There is a variety of costing techniques that can be used in business. The most common are absorption costing, variable costing, and direct costing.

Absorption costing is the most traditional method of accounting for the costs of manufacturing a product. Under this method, all costs associated with the production of a good or service are included in the final price of the product. This includes both fixed and variable costs, as well as overhead costs.

Variable costing is a newer technique that only includes those costs that vary with the level of production. This includes direct materials and labor costs but does not include fixed costs or overhead expenses.

Direct costing is another newer technique that only includes those costs that are directly related to the production of a good or service.
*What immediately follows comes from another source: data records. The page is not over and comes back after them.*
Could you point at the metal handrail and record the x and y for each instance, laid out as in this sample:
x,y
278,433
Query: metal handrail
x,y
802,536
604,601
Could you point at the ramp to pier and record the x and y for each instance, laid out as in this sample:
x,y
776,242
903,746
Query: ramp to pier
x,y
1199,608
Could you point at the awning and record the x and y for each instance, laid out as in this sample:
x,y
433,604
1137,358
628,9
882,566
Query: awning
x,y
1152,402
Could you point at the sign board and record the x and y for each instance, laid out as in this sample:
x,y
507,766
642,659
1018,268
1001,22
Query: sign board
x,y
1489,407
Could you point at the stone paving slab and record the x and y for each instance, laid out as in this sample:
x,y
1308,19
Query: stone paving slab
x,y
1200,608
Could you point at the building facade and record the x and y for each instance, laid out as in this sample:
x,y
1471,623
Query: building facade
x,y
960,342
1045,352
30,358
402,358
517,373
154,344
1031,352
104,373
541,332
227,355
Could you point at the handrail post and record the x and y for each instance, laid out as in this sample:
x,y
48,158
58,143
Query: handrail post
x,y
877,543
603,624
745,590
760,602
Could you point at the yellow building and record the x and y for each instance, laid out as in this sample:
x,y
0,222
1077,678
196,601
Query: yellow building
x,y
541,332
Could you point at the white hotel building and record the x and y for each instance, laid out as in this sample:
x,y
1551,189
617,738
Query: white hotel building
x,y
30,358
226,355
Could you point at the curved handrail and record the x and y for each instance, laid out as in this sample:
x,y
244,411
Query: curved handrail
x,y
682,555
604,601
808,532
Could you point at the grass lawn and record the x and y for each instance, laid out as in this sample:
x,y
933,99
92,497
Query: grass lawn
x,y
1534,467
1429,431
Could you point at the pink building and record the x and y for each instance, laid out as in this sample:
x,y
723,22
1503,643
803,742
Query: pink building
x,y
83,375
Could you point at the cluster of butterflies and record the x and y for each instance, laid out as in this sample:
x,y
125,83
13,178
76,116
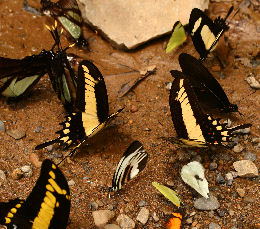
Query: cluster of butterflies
x,y
48,204
84,96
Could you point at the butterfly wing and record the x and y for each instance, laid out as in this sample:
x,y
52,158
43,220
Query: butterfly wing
x,y
67,13
132,162
47,206
204,32
19,76
206,87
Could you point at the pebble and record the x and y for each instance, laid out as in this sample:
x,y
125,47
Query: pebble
x,y
229,178
143,215
238,148
134,108
2,177
250,156
27,171
71,182
102,217
241,192
155,217
251,80
207,204
125,222
142,203
2,126
213,166
112,226
214,226
220,179
249,200
16,134
168,86
34,158
245,168
17,174
93,205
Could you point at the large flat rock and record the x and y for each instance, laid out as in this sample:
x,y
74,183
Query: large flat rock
x,y
128,24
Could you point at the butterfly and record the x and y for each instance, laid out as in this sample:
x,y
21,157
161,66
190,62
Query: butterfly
x,y
19,76
132,162
206,87
47,206
175,221
193,127
67,13
193,175
93,110
204,32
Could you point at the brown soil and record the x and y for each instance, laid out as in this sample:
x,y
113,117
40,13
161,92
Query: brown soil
x,y
22,34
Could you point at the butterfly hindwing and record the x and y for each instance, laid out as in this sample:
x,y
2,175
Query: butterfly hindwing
x,y
132,162
48,204
206,87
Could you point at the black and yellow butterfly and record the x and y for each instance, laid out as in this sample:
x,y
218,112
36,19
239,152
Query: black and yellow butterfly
x,y
19,76
47,206
67,13
205,33
132,162
193,127
206,87
93,110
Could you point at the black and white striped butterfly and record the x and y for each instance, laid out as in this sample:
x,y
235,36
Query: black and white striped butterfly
x,y
132,162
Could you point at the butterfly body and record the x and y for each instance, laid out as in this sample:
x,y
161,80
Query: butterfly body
x,y
205,33
193,127
47,206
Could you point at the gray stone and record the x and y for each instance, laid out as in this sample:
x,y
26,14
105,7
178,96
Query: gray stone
x,y
143,215
71,182
229,178
251,80
250,156
214,226
245,168
128,24
238,148
220,179
112,226
155,217
142,203
16,134
2,126
125,222
241,192
102,217
207,204
27,171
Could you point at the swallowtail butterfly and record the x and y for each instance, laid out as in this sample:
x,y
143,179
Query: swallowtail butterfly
x,y
206,87
205,33
193,127
67,13
93,110
132,162
47,206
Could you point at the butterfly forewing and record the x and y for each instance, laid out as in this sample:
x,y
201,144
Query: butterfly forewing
x,y
47,206
206,87
132,162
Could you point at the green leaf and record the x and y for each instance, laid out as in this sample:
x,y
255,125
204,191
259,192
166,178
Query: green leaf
x,y
177,38
168,193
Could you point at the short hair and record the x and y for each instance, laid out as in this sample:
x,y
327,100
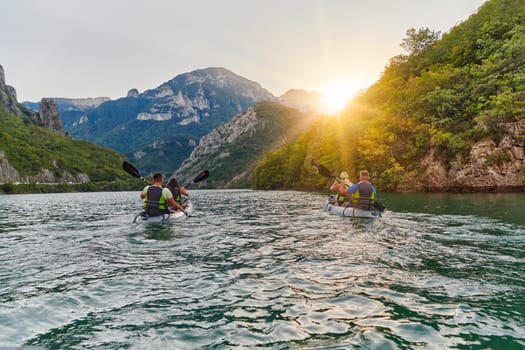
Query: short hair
x,y
173,183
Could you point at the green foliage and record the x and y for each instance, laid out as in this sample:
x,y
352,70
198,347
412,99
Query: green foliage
x,y
417,41
30,149
445,95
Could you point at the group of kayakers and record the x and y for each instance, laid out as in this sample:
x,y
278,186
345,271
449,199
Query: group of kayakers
x,y
160,200
360,195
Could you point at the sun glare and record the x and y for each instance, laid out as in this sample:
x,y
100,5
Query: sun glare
x,y
336,97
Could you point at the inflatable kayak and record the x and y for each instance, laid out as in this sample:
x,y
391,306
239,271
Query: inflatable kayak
x,y
143,217
332,208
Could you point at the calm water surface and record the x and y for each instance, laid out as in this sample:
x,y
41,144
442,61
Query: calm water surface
x,y
262,269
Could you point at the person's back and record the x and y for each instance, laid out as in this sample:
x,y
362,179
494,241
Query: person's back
x,y
343,196
177,191
363,193
156,197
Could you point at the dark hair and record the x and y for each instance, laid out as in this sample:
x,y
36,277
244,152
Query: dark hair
x,y
173,183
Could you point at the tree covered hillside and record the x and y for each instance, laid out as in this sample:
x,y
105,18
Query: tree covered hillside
x,y
41,155
431,109
231,151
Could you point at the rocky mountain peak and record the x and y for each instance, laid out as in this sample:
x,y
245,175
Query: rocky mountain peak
x,y
8,96
2,78
49,116
133,93
305,101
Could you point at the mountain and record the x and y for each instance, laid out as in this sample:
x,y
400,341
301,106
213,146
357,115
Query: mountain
x,y
158,128
71,104
302,100
447,116
34,149
230,151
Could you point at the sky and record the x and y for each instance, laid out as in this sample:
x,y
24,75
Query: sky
x,y
93,48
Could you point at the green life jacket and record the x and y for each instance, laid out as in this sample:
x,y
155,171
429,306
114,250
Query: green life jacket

This includes direct materials and direct labor costs but does not include any overhead expenses.

Which costing technique is best for your business will depend on a variety of factors, including the type of products you sell and the level of production. If you are unsure which technique is best for your business, speak to an accountant or financial advisor.

Now that you know the basics of costing techniques, you can start to make informed decisions about which one is best for your business. Use this information to help you make the best choices for your company’s financial health.

Assignment Brief 4: Apply techniques of Marginal, Standard, and Product Costing.

Marginal costing is a technique for costing products and services by calculating the additional costs of producing one more unit of a product or service. It is also known as direct costing or variable costing.

Standard costing is a technique for controlling the cost of producing goods and services by establishing standard costs for each element of the production, such as labor, materials, and overhead. The standard cost represents the normal or expected cost to produce one unit of output.

Product costing is the process of allocating the direct and indirect costs associated with manufacturing or producing a product to that product. Product costs are used in financial reporting to calculate the cost of goods sold (COGS) and gross profit.

To determine which costing technique is best for your business, you will need to consider several factors, including the type of products you sell and the level of production. If you are unsure which technique is best for your business, speak to an accountant or financial advisor.

Once you have decided which costing technique is best for your business, you can start to apply it to your business operations. Use this information to help you make the best choices for your company’s financial health.